# Third Mexican journalist killed in a week amid record murder rate



## Disir (Aug 5, 2019)

An investigation has been launched into the death of a reporter in the Mexican state of Veracruz after he became the third journalist to be murdered in a week.

As the country grapples with a record murder rate, Mexican officials in the Gulf coast state of Veracruz where Jorge Ruiz Vazquez worked for the Grafico de Xalapa newspaper in Veracruz’s capital, said the investigation would examine why procedures to protect him failed.

“The prosecutor will investigate why protection measures granted to the victim and his family, which were active, were not enforced,” the state’s prosecutor said.
Third Mexican journalist killed in a week amid record murder rate

If I was a betting woman, I'd bet on justice will be a long time coming.


----------



## beautress (Aug 5, 2019)

Disir said:


> An investigation has been launched into the death of a reporter in the Mexican state of Veracruz after he became the third journalist to be murdered in a week.
> 
> As the country grapples with a record murder rate, Mexican officials in the Gulf coast state of Veracruz where Jorge Ruiz Vazquez worked for the Grafico de Xalapa newspaper in Veracruz’s capital, said the investigation would examine why procedures to protect him failed.
> 
> ...


What did he do? Criticize a drug lord?


----------



## pismoe (Aug 5, 2019)

MORDIDA or PLATO OR PLOMO I suspect .


----------



## Disir (Aug 5, 2019)

beautress said:


> Disir said:
> 
> 
> > An investigation has been launched into the death of a reporter in the Mexican state of Veracruz after he became the third journalist to be murdered in a week.
> ...



In the last note written by Jorge Ruiz Vázquez, a reporter for the _Graphic_ newspaper  _of Xalapa_  killed Friday night in the community of La Bocanita, municipality of Actopan, he revealed an alleged diversion committed by the mayor of that town, Paulino Domínguez Sánchez, for 10 and 12 million pesos.

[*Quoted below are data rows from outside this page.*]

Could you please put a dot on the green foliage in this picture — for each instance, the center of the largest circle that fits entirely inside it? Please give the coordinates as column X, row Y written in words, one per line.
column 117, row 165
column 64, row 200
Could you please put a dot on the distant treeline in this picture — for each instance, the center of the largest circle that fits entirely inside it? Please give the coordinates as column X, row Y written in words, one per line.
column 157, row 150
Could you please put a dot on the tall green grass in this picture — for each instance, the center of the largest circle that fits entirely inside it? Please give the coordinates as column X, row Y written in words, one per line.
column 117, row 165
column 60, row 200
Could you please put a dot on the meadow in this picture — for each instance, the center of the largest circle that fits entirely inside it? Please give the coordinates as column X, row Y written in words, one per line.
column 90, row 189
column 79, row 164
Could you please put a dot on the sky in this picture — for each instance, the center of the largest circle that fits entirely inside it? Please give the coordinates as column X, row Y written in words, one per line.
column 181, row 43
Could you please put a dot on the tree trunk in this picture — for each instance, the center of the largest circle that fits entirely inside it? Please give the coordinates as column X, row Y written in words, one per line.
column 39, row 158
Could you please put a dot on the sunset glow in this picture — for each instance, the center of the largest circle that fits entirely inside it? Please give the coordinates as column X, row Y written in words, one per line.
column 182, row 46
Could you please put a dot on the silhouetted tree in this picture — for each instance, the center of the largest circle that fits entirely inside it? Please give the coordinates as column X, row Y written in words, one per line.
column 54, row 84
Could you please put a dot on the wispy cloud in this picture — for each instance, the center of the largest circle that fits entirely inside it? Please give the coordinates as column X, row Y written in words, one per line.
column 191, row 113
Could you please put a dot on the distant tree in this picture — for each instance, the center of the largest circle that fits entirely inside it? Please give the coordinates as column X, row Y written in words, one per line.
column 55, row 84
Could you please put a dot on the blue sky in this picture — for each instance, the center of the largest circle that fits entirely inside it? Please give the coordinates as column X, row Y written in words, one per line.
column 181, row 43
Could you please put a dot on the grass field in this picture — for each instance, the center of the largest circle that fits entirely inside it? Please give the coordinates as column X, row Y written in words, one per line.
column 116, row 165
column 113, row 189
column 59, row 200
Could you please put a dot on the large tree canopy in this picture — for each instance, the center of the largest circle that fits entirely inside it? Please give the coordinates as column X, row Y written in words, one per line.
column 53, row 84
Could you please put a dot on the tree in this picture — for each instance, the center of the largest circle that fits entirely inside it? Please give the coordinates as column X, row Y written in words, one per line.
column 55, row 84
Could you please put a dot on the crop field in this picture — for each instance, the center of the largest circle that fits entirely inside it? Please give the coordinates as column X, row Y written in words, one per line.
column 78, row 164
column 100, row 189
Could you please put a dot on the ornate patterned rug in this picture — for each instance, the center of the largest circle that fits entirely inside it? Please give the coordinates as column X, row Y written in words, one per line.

According to the note published on Friday, August 2, hours before the crime, Ruiz Vázquez warns that Fermín Domínguez Barradas, son of the mayor, residing in Mexico City, would have been involved in problems with justice, whereby his father He would have taken resources from the town hall to bribe the authorities.
Ligan al alcalde de Actopan con el homicidio del periodista Jorge Ruiz

That might be some kind of back drop with drugs but I can't find it.


----------



## beautress (Aug 5, 2019)

Thanks for your research, Desir. I took Spanish 35 years ago but don't remember much now. I'm sorry free speech is so deadly down there. Prayers up for his family. Thanks for translating the story. It ought to be on 60 minutes, if they still have that show going. I don't watch tv anymore. Too expensive for a widow in the country.


----------